26/08/2011

jacques lusseyran - jeremy

a primeira figura com que me deparo, à minha frente, é um velho. e não podem imaginar o quão feliz isso me torna.

não sei se haverá graça maior do que encontrar uma pessoa verdadeiramente velha, ou seja, feliz. é uma dádiva rara visto que, para muitos, a idade acaba por não ser mais que a adição vazia e degradante de anos físicos. mas quando uma pessoa idosa é feliz, ela torna-se tão poderosa que nem precisa de falar: onde ela chega... cura! aquele que neste momento surge na minha memória é assim. chama-se jeremy regard.

não fui eu que lhe atribui este nome. ele pertence-lhe. quantos romancistas gostariam de o ter inventado?
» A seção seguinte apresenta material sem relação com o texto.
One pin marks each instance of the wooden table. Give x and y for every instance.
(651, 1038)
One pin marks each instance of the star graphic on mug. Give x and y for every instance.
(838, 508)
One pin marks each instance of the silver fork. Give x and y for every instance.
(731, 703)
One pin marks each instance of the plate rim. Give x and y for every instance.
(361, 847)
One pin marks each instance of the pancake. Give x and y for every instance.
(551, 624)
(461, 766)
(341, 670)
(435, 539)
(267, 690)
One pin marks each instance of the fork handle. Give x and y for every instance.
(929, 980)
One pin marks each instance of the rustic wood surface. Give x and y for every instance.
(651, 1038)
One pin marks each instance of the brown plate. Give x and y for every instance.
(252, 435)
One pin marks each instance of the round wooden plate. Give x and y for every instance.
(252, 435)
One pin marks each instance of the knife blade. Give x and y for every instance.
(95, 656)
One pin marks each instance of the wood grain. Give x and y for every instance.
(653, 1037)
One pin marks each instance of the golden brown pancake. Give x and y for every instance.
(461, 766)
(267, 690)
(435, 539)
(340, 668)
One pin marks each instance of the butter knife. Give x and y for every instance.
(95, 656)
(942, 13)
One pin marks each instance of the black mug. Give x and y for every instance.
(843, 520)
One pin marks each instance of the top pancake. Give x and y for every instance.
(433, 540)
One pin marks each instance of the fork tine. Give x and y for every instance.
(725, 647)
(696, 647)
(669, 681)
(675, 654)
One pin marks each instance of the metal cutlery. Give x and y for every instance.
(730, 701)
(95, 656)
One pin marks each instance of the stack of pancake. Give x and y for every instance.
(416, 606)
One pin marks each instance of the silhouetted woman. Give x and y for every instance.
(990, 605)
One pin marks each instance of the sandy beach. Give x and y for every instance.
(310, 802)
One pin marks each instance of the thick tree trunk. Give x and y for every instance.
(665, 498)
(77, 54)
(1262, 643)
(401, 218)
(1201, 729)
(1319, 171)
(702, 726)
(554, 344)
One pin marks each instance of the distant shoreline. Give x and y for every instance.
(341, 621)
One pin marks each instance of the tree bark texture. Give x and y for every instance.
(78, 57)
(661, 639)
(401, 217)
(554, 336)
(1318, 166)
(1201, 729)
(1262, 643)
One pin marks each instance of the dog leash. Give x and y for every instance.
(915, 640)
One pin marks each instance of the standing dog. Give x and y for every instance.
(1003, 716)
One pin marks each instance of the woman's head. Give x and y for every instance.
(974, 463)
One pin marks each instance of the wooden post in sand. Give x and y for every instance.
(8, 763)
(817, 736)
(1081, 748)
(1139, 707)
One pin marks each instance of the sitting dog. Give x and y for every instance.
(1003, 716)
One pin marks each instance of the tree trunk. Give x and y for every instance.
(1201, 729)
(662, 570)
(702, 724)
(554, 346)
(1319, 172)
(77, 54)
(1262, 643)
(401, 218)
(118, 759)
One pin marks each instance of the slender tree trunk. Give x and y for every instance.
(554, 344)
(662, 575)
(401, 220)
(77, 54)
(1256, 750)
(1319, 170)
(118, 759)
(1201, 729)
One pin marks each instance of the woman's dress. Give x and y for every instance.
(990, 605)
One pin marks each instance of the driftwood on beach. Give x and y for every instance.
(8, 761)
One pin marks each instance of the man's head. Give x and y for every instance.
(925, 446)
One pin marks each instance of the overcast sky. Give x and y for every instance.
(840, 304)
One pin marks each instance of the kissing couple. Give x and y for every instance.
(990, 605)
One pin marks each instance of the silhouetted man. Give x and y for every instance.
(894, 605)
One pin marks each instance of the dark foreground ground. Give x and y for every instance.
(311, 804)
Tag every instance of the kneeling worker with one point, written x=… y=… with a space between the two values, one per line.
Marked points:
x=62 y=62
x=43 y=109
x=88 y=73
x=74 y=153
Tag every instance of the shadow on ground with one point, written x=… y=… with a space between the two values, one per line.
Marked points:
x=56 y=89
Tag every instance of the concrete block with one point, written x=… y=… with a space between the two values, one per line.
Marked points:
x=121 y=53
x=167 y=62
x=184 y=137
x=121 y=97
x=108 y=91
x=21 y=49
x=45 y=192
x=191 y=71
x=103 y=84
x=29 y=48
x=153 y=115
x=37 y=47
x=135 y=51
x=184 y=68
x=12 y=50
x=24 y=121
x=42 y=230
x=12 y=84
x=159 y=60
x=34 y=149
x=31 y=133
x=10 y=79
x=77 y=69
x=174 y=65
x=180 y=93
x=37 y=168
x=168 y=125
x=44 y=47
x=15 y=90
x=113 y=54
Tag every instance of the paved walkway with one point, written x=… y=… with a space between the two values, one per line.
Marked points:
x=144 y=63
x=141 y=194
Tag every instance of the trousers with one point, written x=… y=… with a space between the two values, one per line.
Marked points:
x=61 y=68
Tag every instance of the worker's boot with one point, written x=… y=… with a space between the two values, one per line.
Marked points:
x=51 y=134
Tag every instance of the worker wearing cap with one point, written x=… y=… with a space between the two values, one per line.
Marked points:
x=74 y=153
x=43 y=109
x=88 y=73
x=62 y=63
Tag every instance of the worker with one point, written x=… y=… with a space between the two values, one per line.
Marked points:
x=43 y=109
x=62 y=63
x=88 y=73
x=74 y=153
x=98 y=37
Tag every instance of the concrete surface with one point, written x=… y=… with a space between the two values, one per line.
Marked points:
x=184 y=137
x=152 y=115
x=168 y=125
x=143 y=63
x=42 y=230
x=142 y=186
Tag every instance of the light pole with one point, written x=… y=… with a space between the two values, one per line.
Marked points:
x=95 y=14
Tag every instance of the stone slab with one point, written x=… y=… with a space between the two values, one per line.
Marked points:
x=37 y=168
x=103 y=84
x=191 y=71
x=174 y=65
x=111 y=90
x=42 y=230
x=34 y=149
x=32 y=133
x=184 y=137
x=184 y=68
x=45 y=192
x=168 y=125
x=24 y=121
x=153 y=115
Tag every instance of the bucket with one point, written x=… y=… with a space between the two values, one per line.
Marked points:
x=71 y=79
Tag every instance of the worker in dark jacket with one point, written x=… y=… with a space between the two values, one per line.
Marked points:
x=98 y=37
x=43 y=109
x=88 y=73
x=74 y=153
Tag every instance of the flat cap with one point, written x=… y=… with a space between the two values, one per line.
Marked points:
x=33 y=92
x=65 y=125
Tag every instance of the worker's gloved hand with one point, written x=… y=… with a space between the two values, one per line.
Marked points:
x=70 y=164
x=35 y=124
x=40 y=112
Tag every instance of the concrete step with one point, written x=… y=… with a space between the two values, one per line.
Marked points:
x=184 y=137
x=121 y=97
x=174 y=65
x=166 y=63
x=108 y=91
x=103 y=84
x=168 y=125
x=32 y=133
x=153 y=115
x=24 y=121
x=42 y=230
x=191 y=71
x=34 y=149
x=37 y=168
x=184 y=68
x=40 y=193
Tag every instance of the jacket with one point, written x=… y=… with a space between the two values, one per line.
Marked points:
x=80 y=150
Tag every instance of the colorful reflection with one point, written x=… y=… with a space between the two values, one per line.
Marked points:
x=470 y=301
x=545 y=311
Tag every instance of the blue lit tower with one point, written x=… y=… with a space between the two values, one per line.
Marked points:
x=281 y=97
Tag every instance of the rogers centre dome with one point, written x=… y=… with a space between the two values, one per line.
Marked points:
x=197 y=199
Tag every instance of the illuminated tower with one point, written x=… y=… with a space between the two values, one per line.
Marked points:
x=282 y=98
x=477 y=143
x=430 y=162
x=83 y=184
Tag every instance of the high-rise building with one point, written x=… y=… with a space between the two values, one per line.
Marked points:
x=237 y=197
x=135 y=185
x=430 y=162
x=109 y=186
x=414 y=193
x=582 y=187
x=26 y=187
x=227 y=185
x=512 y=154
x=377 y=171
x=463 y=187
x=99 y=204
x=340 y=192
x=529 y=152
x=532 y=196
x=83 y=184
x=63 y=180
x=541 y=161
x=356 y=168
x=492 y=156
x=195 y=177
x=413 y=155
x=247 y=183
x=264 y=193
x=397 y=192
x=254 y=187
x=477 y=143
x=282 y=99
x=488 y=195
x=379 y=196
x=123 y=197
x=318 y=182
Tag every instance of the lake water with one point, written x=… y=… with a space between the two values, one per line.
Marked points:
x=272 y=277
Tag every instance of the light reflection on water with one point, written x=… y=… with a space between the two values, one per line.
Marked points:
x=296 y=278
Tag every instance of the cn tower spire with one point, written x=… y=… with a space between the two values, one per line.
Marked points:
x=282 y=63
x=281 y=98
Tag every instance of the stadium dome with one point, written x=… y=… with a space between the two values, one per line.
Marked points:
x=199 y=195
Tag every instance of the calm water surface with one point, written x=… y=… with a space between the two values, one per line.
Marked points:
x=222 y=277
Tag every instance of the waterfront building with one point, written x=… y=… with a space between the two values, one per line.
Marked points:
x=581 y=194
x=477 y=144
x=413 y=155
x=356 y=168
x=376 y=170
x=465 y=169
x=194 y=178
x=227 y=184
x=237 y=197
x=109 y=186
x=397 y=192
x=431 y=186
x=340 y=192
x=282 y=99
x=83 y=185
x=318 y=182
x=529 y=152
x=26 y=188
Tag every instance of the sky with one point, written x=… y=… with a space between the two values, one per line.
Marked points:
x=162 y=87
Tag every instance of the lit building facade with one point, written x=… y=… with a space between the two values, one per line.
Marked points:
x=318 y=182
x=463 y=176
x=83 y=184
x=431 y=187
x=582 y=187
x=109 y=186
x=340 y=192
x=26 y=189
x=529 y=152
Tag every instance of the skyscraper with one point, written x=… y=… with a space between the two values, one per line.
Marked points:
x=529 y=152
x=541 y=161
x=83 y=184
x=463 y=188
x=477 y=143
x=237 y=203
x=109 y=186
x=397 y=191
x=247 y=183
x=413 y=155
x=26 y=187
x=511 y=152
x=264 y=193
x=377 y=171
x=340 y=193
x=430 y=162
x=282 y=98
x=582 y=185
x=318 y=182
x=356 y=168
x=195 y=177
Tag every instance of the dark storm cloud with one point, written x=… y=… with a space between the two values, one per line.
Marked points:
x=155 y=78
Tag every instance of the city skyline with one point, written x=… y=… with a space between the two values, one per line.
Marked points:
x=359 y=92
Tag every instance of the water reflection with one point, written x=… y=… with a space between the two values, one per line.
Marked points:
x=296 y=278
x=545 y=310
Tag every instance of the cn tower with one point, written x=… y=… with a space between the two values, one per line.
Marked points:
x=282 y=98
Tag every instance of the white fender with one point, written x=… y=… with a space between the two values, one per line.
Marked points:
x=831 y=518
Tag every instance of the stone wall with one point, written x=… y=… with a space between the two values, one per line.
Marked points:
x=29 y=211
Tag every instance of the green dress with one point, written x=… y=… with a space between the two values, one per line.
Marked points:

na verdade, gostaria de usar de bastante modéstia ao descrevê-lo - pelo grande que ele era, parecendo, no entanto, tão insignificante. a passagem dele pela minha vida foi tão breve - apenas umas semanas - que já nem consigo lembrar-me do seu corpo. recordo vagamente um homem vigoroso, direito, compacto. sim, um homem pequeno, do ponto de vista da estatura física. não consigo ver-lhe a cara. acho que nunca me interroguei sobre ela, mesmo na época. via sempre uma outra que me parecia muito mais real.

conheci-o em janeiro de 1944, em plena guerra, na alemanha, quando me encontrava num campo de concentração, tinha então dezanove anos. ele era um dos seis mil franceses que foram chegando a buchenwald entre 22 e 26 de janeiro. mas não se assemelhava a nenhum deles.

tenho que me deter aqui, por instantes, porque acabei de escrever a palavra "buchenwald". vou escrevê-la com frequência. mas não esperem uma descrição dos horrores da deportação. eles foram reais e não são agradáveis de enunciar. para termos o direito de falar deles seria necessário sermos "xamãs" - e não apenas do corpo. contentar-me-ei, portanto, com o indispensável, o cenário geral.

referir-me-ei mesmo, por vezes, à deportação, duma forma que poderá soar escandalosa a alguns, ou seja, paradoxal: direi em que é que ela foi positiva, que riquezas ocultas continha.

este tema é recorrente na minha vida pela relevância que assumiu nela, constituindo-se como um sótão transbordante de dor e alegria, de perguntas e respostas.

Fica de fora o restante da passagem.